Gannon's contention in
Black May - You know, Michal Gannon? The fellow you say is better than Clay Blair? - is that ~May of 1943 is when the Germans finally realized they had lost. Gannon says the Allies believed they'd won or at least contained the threat by 1941. He even points out that the 1943 date can't be found in Allied documents prior to 1956.
But they were not merely tying up military resources needed to combat them but strategic resources needed to rebuild what they destroyed.
I wrote that commerce raiding is a type of strategic warfare and it diverts an enemy's assets and production. As for strategic production, what other kind of production would strategic warfare effect?
Which is why merchant ship losses in 1942 were twice that of 1941? Ain't buying it.

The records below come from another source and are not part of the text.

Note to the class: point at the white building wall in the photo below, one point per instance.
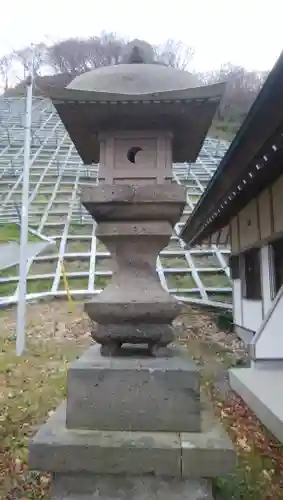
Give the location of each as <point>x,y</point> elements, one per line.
<point>252,314</point>
<point>266,280</point>
<point>237,303</point>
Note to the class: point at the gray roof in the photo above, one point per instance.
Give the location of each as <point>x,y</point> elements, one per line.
<point>126,79</point>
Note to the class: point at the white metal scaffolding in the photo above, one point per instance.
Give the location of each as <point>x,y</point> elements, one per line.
<point>198,275</point>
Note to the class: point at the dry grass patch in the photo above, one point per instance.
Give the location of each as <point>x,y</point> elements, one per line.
<point>32,386</point>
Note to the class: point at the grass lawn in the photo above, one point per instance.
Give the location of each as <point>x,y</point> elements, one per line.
<point>32,386</point>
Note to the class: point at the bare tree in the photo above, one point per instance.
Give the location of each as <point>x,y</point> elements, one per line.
<point>175,54</point>
<point>242,87</point>
<point>76,55</point>
<point>31,58</point>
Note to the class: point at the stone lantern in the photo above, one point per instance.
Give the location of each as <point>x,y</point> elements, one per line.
<point>133,416</point>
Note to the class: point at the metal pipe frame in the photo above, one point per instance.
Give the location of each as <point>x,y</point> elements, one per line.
<point>199,275</point>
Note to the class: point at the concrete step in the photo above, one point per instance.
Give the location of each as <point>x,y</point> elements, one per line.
<point>208,453</point>
<point>128,488</point>
<point>261,389</point>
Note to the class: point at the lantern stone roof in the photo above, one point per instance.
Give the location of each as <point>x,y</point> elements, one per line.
<point>138,94</point>
<point>134,79</point>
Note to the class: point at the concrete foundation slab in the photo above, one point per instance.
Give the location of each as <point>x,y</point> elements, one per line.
<point>189,455</point>
<point>140,393</point>
<point>83,487</point>
<point>210,451</point>
<point>58,449</point>
<point>261,390</point>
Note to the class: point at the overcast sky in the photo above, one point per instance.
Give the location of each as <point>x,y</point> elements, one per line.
<point>246,32</point>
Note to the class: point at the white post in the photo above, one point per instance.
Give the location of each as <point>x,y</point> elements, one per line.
<point>21,310</point>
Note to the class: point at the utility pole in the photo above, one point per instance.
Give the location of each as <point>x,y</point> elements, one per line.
<point>22,289</point>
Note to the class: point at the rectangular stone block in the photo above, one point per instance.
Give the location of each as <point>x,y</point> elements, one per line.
<point>209,453</point>
<point>58,449</point>
<point>137,394</point>
<point>90,487</point>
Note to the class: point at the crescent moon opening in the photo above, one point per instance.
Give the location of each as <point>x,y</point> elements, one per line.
<point>131,154</point>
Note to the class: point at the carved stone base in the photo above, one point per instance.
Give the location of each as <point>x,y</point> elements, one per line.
<point>113,336</point>
<point>135,224</point>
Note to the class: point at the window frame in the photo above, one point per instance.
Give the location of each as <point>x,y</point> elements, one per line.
<point>252,290</point>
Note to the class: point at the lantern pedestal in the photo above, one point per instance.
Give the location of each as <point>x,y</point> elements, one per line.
<point>135,224</point>
<point>133,426</point>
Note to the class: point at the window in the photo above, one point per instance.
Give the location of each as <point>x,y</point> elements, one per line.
<point>252,274</point>
<point>277,265</point>
<point>234,264</point>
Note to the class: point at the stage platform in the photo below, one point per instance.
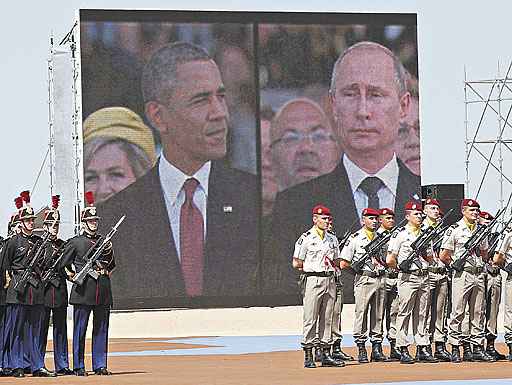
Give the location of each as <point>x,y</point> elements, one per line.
<point>255,360</point>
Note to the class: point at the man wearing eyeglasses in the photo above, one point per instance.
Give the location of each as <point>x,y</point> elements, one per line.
<point>303,143</point>
<point>369,99</point>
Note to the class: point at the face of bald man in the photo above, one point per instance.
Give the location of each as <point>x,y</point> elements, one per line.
<point>366,103</point>
<point>303,145</point>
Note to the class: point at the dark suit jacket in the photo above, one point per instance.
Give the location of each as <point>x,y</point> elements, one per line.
<point>148,272</point>
<point>292,216</point>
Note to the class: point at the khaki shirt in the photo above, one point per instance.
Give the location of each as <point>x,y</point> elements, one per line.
<point>400,244</point>
<point>317,254</point>
<point>354,251</point>
<point>455,238</point>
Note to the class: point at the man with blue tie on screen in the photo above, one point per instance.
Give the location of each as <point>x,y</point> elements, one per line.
<point>191,222</point>
<point>369,100</point>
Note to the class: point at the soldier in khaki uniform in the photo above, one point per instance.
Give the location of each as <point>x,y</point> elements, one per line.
<point>503,257</point>
<point>468,286</point>
<point>492,294</point>
<point>369,288</point>
<point>413,286</point>
<point>316,255</point>
<point>387,223</point>
<point>337,334</point>
<point>438,281</point>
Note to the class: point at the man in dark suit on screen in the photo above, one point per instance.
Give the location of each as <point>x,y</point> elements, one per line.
<point>369,99</point>
<point>191,228</point>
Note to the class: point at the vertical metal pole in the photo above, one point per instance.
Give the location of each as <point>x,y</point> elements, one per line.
<point>466,124</point>
<point>51,112</point>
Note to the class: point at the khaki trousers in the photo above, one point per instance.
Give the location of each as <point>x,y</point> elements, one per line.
<point>437,307</point>
<point>492,305</point>
<point>468,290</point>
<point>337,335</point>
<point>318,303</point>
<point>508,310</point>
<point>413,293</point>
<point>369,294</point>
<point>391,307</point>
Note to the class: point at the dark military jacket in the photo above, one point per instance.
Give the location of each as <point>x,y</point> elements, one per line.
<point>55,290</point>
<point>17,253</point>
<point>92,292</point>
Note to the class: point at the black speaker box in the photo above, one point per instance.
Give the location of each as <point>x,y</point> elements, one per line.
<point>449,197</point>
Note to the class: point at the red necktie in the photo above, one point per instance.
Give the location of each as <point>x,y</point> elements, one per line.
<point>191,241</point>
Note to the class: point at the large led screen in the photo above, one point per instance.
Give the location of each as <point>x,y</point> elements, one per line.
<point>215,133</point>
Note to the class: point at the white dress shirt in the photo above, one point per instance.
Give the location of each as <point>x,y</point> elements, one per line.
<point>171,180</point>
<point>387,174</point>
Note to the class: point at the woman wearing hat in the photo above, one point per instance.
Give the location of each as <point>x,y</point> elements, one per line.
<point>118,149</point>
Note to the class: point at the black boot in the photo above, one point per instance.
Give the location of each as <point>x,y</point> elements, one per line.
<point>491,350</point>
<point>394,354</point>
<point>467,354</point>
<point>338,354</point>
<point>318,354</point>
<point>327,360</point>
<point>441,353</point>
<point>377,353</point>
<point>423,355</point>
<point>479,355</point>
<point>456,354</point>
<point>308,358</point>
<point>362,355</point>
<point>405,357</point>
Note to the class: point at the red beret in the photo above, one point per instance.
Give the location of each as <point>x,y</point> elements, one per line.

Again, that isn't my contention. It's made by Michael Gannon - You know, Michal Gannon? The fellow you say is better than Clay Blair? - in his book
Black May. Take it up with him.
I would advise you to widen your horizon somewhat beyond Blair's (IMHO biased and lacking, if massive) work. Maybe works by Gannon, or Terraine's "Business in Great Waters".
Read Blair again and pay attention to what he actually says, not what you think he says. As for widening my reading horizons, may I suggest that you re-read those portions of the post above in which I point out that the numbers and analysis that got your knickers in such a knot come from one of the very authors you recommended? It seems that my horizons have been wide all along.